Mi., 21.02.2018

Fußball: Landesliga Klein-Reesinks Begegnung mit der Vergangenheit

Christoph Klein-Reesink kehrt am Sonntag mit dem SV Burgsteinfurt zu seinem Ex-Club Borussia Emsdetten zurück.

Christoph Klein-Reesink kehrt am Sonntag mit dem SV Burgsteinfurt zu seinem Ex-Club Borussia Emsdetten zurück. Foto: Thomas Strack

Burgsteinfurt - 

Mit Borussia Emsdetten erlebte Christoph Klein-Reesink Ende der 1990er Jahre seinen sportlichen Aufstieg. Am Sonntag kehrt er als Trainer des SV Burgsteinfurt an seine ehemalige Wirkungsstätte zurück.

Von Heiner Gerull

Da gibt es keinerlei Zweifel: Christoph Klein-Reesink ist mit Leib und Seele Trainer des SV Burgsteinfurt. Doch liegt es in der Natur der Sache, dass ein Herz auch an dem Verein hängt, mit dem ein Sportler große Erfolge gefeiert hat. Klein-Reesink erlebte bei Borussia Emsdetten die „goldene Zeit“, in der er es fast bis in die Oberliga geschafft hat.

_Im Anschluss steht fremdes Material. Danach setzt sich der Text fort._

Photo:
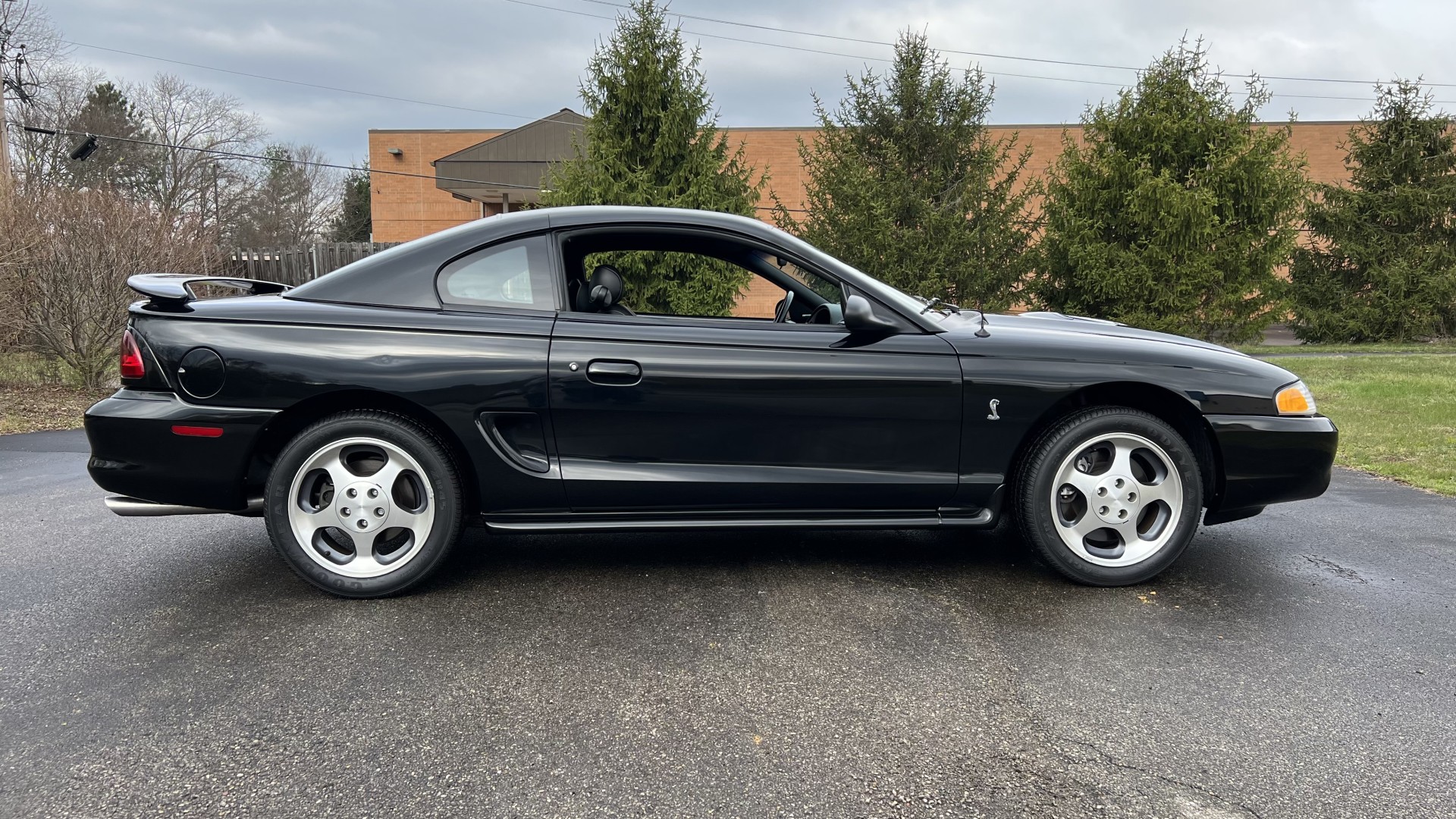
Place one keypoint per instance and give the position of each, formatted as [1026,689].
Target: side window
[514,275]
[679,283]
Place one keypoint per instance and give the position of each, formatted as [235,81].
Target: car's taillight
[131,365]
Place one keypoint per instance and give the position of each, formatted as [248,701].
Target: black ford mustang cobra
[494,373]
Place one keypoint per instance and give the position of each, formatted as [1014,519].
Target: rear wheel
[363,504]
[1110,496]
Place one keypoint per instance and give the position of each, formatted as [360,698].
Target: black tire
[443,510]
[1037,518]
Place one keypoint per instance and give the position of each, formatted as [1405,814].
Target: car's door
[677,413]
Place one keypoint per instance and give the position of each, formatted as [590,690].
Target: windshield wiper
[935,303]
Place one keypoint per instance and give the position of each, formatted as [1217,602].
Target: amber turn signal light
[1294,400]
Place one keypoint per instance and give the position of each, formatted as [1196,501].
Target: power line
[986,53]
[297,82]
[251,74]
[811,50]
[989,74]
[262,158]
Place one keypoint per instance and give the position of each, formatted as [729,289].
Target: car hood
[1069,328]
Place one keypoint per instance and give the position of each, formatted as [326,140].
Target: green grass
[1445,346]
[1397,414]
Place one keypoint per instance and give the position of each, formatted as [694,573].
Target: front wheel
[363,504]
[1110,496]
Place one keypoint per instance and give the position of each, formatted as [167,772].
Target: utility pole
[5,86]
[8,83]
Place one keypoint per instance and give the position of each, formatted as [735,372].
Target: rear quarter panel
[280,353]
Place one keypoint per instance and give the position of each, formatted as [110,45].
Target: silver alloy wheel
[362,507]
[1117,499]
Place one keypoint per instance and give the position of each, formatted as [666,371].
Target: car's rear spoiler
[174,290]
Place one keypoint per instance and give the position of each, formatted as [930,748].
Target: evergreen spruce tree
[120,165]
[1381,264]
[653,140]
[906,184]
[354,221]
[1175,209]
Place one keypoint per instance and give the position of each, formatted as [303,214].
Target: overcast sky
[522,61]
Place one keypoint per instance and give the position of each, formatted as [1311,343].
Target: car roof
[405,276]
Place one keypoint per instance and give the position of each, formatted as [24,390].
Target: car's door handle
[617,373]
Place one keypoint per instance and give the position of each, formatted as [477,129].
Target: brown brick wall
[408,207]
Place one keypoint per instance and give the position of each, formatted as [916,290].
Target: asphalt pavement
[1294,665]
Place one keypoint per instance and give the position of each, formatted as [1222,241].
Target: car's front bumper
[136,452]
[1270,460]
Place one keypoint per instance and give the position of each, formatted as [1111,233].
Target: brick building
[410,207]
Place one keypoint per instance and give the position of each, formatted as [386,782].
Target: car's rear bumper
[1270,460]
[136,452]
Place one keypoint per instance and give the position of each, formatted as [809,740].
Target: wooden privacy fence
[296,265]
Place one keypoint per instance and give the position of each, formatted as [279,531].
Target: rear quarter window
[511,275]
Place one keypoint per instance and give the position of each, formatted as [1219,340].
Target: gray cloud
[511,58]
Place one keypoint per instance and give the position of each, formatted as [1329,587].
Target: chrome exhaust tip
[136,507]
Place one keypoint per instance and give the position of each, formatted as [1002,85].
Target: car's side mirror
[859,316]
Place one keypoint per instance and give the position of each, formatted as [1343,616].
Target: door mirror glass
[859,316]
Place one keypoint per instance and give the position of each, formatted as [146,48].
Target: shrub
[1175,210]
[1381,264]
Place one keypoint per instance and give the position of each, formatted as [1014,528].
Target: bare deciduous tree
[71,279]
[294,199]
[181,114]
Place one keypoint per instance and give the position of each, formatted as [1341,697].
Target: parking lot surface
[1293,665]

Keine Frage – es waren Erfahrungen, die prägen. Sie bleiben für immer in Erinnerung. Am Sonntag kommt es für den 41-Jährigen zu einer Begegnung mit dieser Vergangenheit. Denn ab 15 Uhr gastiert er mit dem SVB bei Spitzenreiter Borussia – vor­ausgesetzt, der angekündigte Wintereinbruch macht dem Wiedersehen keinen Strich durch die Rechnung.

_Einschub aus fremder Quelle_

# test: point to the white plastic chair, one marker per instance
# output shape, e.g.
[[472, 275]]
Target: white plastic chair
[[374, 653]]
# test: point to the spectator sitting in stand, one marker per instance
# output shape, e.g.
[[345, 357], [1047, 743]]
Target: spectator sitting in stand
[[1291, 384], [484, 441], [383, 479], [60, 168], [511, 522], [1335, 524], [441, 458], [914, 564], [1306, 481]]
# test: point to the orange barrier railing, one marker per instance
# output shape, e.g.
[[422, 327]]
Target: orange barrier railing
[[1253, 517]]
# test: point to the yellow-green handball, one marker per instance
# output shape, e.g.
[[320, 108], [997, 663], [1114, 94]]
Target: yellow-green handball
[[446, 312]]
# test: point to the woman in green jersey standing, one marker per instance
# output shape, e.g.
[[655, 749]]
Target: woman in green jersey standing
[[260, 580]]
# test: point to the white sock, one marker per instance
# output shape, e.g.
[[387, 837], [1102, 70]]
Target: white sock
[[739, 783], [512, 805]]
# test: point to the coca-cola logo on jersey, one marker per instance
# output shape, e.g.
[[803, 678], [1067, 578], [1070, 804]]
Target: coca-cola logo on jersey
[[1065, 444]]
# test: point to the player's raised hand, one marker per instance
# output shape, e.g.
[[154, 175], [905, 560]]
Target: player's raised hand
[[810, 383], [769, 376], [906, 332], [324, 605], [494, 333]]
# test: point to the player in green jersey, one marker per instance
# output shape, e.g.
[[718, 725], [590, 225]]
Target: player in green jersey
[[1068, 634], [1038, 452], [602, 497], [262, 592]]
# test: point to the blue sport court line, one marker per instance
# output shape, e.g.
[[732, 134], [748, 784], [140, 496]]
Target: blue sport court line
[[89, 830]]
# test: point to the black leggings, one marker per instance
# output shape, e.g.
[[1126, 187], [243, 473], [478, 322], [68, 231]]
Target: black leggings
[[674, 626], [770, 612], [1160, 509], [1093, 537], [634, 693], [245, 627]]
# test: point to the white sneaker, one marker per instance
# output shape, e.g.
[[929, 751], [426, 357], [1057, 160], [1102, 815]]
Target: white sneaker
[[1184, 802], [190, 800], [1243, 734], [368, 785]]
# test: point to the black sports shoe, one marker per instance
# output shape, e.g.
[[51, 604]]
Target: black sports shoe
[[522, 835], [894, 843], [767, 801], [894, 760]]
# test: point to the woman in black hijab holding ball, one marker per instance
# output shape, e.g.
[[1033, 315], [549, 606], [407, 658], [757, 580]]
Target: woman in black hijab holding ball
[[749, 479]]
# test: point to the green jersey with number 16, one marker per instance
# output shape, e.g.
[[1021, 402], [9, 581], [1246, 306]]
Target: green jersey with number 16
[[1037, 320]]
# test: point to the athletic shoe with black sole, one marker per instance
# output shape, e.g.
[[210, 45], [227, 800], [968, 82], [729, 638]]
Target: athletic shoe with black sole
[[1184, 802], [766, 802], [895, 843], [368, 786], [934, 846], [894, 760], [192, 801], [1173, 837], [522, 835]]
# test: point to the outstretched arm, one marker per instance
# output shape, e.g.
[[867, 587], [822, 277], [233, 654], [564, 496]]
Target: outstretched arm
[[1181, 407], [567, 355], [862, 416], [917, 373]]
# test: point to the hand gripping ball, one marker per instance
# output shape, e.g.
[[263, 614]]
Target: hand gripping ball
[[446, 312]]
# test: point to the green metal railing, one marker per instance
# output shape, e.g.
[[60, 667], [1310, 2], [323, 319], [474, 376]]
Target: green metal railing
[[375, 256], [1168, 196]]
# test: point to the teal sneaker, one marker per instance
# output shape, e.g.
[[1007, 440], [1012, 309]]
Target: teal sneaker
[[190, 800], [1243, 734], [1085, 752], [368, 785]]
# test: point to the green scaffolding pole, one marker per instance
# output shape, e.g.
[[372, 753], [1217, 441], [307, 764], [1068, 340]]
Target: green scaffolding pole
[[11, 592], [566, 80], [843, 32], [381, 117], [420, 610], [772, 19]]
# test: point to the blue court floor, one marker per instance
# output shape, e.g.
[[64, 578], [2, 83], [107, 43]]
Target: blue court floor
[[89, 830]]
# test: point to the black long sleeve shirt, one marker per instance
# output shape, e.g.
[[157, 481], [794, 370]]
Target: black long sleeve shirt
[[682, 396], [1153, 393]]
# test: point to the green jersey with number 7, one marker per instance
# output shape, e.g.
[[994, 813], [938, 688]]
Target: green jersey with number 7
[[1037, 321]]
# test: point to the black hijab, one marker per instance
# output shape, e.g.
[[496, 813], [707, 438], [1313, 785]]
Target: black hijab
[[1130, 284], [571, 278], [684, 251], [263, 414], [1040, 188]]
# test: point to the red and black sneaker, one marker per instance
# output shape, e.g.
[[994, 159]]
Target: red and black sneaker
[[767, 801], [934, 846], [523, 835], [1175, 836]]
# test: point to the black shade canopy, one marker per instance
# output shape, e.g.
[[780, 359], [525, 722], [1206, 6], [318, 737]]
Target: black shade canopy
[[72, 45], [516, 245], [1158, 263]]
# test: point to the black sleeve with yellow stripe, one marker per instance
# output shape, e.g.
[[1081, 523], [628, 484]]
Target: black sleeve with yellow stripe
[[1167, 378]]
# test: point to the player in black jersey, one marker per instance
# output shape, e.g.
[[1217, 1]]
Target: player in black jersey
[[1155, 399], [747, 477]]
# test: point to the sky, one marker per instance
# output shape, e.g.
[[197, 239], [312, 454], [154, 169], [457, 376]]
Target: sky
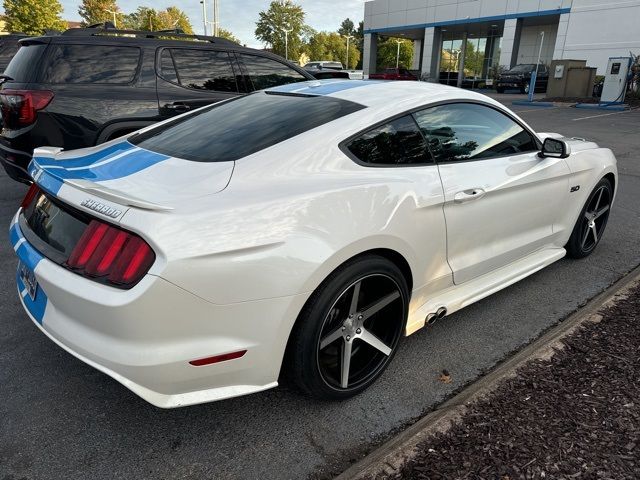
[[241, 16]]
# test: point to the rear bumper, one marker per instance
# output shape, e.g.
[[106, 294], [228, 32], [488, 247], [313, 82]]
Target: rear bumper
[[145, 337]]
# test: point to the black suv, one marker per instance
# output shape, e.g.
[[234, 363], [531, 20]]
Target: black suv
[[520, 77], [90, 85]]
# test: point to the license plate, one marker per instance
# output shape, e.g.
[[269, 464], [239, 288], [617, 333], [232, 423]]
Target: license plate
[[29, 279]]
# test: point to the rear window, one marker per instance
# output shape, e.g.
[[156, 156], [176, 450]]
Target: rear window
[[23, 65], [8, 49], [91, 64], [237, 128]]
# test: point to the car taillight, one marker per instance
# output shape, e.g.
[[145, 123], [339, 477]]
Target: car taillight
[[19, 107], [31, 194], [103, 250]]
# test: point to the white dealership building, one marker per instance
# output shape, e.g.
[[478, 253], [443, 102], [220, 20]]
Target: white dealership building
[[475, 36]]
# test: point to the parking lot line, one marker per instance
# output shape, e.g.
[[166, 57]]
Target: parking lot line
[[604, 115]]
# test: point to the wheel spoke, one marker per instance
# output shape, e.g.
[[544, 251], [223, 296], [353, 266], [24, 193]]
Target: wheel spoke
[[330, 338], [354, 299], [380, 304], [374, 341], [585, 236], [601, 212], [345, 364]]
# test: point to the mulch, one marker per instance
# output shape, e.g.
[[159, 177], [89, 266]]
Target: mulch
[[576, 415]]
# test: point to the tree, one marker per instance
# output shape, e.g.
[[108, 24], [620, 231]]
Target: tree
[[97, 11], [347, 28], [271, 25], [228, 35], [33, 17], [387, 52], [332, 46]]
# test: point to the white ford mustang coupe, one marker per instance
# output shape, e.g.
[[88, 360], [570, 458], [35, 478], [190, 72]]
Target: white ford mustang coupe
[[300, 231]]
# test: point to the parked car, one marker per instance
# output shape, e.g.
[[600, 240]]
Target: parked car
[[393, 74], [299, 232], [8, 47], [88, 86], [519, 77]]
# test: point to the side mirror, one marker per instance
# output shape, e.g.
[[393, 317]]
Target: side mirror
[[555, 148]]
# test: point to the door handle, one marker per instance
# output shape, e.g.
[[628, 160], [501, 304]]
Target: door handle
[[177, 107], [469, 195]]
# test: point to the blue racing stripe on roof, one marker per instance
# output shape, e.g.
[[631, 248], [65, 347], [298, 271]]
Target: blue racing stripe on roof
[[322, 87]]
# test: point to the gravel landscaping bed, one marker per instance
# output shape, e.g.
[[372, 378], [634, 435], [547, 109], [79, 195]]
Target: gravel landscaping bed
[[576, 415]]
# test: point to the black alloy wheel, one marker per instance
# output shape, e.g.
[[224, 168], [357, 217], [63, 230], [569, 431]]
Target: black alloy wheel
[[592, 222], [350, 329]]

„Sicherlich waren das Jahre, an die ich gerne zurückdenke. Ich bin dankbar für diese Zeit“, sagt Klein-Reesink rückblickend. Es waren die sportlichen Perspektiven, die den Burgsteinfurter im zweiten Jahr als C-Junior nach Emsdetten gelockt hatten. Im gesamten Kreisgebiet hatte sich herumgesprochen, dass Borussia veranlagten Jugendspielern, die höher hinaus wollten, eine Perspektive bot. Die Erwartungen wurden nicht enttäuscht, denn der sportliche Erfolg ließ nicht lange auf sich warten. Durchgehend von der C- bis zu den A-Junioren spielte der Verein auf überkreislicher Ebene. Ein Jahrgang klopfte sogar an das Tor zur Westfalenliga.

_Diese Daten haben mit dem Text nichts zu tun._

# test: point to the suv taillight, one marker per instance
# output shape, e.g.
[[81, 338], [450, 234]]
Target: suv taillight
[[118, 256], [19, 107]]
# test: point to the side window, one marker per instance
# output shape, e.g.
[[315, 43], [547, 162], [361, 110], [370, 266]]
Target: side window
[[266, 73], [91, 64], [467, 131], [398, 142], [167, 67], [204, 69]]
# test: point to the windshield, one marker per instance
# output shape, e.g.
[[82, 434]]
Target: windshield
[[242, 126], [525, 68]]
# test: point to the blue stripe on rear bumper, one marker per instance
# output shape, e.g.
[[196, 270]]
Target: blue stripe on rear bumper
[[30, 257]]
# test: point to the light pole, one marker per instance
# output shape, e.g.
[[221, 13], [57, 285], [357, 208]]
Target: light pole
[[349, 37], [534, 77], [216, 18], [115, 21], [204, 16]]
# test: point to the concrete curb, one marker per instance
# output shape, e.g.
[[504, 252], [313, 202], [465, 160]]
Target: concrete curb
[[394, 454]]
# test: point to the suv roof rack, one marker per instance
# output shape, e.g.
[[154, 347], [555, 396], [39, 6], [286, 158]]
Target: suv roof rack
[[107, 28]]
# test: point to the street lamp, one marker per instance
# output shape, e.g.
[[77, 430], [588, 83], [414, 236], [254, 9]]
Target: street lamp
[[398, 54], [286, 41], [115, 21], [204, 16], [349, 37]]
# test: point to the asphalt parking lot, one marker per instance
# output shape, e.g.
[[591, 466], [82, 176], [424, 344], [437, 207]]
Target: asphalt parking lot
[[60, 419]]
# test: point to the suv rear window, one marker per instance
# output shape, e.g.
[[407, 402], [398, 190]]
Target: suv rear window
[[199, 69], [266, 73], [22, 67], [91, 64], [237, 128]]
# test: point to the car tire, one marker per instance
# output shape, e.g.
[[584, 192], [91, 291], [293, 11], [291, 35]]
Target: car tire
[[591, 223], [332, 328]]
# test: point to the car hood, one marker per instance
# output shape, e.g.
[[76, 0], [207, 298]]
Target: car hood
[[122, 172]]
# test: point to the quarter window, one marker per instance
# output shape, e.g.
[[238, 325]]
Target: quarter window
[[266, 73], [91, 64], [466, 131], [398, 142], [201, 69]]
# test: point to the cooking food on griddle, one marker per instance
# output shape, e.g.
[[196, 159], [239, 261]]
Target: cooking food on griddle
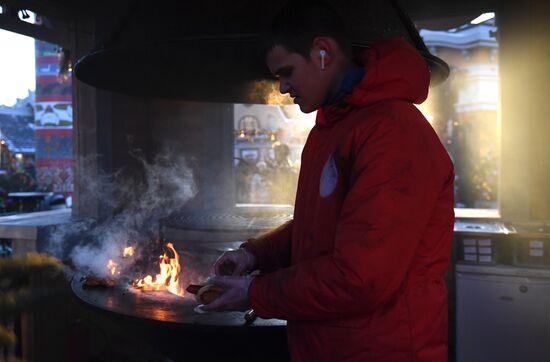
[[205, 294], [92, 281]]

Klein-Reesink schaffte anschließend den Sprung in die erste Mannschaft, die damals wie heute in der Landesliga spielte. „Auch wenn ich mich im ersten Halbjahr noch hintenanstellen musste – im zweiten Halbjahr habe ich dann den Durchbruch geschafft“, erinnert sich der Blondschopf. Er war nicht der einzige, der sich einen Stammplatz erkämpft hatte. Denn der damalige Emsdettener Trainer Hans-Dieter Jürgens vermochte das Potenzial, das ihn aus der Jugend anvertraut wurde, auszuschöpfen und zu nutzen. Einer, der mit Klein-Reesink den sportlichen Höhenflug maßgeblich prägte, war Roland Westers, der heutige Trainer des Clubs vom „Teekotten“.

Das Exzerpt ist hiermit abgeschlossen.